§ war story

How I burned $80 on Claude Code in a Sunday afternoon

2026-05-07 · by Dennis Gubsky · ~6 min read

The MacBook Pro M1 fan was the first sign. I'd just kicked off a parallel-spawn loop - about one hundred claude code --print instances, each tasked with checking a single web-search result for prompt-injection content. The fan spun to maximum within about ten seconds and stayed there until I figured out how to kill everything.

Total damage: $80 in Opus 4.7 API charges, a denied reimbursement request from Anthropic's automated support system within minutes of filing, and a sharper mental model of why subprocess spawning is the wrong architecture for anything that calls a paid LLM. This post is the story of that afternoon and the architectural lesson it cost me to learn properly - even though the architecture that would have prevented it (loomcycle) was already in flight when it happened.

What I was trying to do

The feature was a prompt-injection-detection pass for jobs-search-agent, a multi-tenant SaaS I was building. When an agent runs a web search, the results can carry injected content trying to subvert the agent's instructions. The defence I wanted was simple: fan out to N independent verifiers, one per result, each running a focused Claude prompt that returns "this looks like injection / this doesn't." A small voting layer on top, and the agent only consumes results that pass.

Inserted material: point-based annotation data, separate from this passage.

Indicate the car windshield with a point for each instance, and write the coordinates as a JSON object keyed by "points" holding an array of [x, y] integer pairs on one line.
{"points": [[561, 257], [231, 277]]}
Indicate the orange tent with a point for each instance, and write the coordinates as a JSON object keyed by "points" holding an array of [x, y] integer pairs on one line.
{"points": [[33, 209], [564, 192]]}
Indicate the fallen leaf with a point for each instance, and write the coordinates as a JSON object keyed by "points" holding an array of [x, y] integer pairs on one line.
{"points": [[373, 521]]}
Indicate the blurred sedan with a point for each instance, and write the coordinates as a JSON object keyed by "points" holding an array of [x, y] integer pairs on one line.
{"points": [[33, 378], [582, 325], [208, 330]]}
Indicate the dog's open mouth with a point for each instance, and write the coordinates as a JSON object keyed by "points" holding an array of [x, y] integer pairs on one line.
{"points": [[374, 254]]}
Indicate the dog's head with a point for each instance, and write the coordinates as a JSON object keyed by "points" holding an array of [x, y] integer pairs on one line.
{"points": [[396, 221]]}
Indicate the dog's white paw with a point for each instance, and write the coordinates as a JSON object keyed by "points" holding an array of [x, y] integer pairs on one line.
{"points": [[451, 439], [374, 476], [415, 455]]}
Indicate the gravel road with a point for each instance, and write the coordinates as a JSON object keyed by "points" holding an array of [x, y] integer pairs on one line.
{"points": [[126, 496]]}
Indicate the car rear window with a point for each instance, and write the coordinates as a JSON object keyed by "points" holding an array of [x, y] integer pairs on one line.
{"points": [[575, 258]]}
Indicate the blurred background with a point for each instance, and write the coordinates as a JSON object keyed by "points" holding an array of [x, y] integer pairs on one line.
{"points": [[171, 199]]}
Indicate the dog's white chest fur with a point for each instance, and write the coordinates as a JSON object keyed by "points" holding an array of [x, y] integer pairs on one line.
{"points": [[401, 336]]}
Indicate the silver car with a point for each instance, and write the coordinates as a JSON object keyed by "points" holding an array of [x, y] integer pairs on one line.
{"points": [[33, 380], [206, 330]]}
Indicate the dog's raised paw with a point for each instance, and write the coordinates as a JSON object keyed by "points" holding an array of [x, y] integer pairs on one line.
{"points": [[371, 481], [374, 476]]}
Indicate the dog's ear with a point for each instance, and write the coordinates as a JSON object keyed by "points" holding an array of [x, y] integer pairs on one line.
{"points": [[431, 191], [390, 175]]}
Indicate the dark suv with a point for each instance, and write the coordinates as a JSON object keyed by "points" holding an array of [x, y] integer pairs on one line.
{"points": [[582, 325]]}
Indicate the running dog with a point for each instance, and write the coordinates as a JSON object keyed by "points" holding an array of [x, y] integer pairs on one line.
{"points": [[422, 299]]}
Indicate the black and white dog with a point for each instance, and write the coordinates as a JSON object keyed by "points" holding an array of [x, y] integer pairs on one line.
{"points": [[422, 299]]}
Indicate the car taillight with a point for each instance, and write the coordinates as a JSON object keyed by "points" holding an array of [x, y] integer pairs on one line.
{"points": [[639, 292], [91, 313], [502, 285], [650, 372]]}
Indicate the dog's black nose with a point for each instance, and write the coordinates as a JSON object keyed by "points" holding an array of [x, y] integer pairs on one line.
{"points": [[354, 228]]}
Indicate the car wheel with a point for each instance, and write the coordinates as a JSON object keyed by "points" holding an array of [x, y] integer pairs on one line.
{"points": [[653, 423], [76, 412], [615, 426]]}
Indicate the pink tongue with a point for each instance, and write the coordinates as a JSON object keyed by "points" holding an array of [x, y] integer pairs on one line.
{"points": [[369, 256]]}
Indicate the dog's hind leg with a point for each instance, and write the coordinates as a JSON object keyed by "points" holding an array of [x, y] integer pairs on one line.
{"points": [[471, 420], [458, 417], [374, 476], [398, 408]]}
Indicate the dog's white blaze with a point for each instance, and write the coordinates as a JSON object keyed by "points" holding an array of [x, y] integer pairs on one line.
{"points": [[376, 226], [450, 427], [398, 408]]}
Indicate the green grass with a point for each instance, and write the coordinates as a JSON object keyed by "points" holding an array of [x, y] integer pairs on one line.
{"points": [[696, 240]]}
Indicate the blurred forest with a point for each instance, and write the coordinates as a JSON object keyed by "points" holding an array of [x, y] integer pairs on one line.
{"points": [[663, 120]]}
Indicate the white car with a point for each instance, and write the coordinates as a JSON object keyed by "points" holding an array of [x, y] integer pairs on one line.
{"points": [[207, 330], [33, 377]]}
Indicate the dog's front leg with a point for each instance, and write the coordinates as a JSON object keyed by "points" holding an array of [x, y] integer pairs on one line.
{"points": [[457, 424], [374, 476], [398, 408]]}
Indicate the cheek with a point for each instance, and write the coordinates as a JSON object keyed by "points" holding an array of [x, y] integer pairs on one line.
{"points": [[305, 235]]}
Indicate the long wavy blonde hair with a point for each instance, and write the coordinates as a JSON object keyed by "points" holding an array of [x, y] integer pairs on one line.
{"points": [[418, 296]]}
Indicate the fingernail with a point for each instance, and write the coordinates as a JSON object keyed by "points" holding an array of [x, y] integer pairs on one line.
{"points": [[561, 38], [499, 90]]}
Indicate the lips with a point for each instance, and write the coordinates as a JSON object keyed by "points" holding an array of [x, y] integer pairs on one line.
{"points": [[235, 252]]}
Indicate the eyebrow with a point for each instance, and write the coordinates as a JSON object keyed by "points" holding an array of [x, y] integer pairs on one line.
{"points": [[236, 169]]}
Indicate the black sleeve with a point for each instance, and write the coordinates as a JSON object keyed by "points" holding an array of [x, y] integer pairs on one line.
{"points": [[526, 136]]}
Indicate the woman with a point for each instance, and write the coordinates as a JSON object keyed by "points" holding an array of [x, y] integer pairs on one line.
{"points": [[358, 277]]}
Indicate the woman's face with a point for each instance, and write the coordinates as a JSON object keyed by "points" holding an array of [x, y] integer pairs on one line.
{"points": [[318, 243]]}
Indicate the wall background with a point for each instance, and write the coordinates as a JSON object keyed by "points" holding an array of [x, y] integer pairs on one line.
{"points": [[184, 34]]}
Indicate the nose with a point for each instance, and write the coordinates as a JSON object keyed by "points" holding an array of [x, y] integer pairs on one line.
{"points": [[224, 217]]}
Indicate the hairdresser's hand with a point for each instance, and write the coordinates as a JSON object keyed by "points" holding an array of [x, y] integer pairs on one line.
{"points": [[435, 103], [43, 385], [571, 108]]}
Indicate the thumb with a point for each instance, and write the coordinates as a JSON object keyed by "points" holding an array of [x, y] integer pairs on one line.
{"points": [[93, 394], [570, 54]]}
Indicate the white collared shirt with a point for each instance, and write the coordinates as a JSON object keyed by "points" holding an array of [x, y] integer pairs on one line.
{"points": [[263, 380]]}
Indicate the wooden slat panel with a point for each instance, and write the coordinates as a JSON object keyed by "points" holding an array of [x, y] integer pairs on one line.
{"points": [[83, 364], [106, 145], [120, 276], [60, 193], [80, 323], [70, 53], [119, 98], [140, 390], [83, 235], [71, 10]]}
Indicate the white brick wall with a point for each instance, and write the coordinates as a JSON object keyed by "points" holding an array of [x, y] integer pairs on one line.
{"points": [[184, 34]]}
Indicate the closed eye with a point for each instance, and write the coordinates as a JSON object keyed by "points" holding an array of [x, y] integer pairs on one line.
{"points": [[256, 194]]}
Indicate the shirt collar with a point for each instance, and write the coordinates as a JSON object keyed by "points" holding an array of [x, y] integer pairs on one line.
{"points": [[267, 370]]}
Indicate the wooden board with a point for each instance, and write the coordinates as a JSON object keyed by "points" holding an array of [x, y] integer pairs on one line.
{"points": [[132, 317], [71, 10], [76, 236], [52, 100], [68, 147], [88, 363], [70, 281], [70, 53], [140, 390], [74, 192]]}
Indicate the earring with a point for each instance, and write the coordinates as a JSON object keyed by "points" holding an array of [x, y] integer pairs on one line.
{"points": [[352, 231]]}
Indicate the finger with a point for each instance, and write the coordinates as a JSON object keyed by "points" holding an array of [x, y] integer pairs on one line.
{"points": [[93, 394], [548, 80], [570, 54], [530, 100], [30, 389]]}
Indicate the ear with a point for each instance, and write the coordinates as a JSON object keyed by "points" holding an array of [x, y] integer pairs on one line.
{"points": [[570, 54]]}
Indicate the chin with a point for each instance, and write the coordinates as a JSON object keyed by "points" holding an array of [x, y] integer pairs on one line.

The context worth flagging: loomcycle was already in flight as the runtime layer for jobs-search-agent's other agent calls. Most model invocations in the project were routed through loomcycle's HTTP-only loop. But this prompt-injection feature was a recent addition, and I'd implemented it the quick way - a shell-style spawn loop calling out to claude code --print per result, bypassing the runtime layer entirely. I'd meant to migrate it. I hadn't yet.

claude code --print is the dev-friendly CLI entrypoint to a Claude session - non-interactive, prints the model's response to stdout. It picks up ANTHROPIC_API_KEY from the shell environment automatically. Parallelising it is engineering 101: one line of shell, or a small wrapper in any language. I'd done variants of this pattern a hundred times for other CLI tools. The reasoning felt sound, in the way that bad reasoning always does after the fact.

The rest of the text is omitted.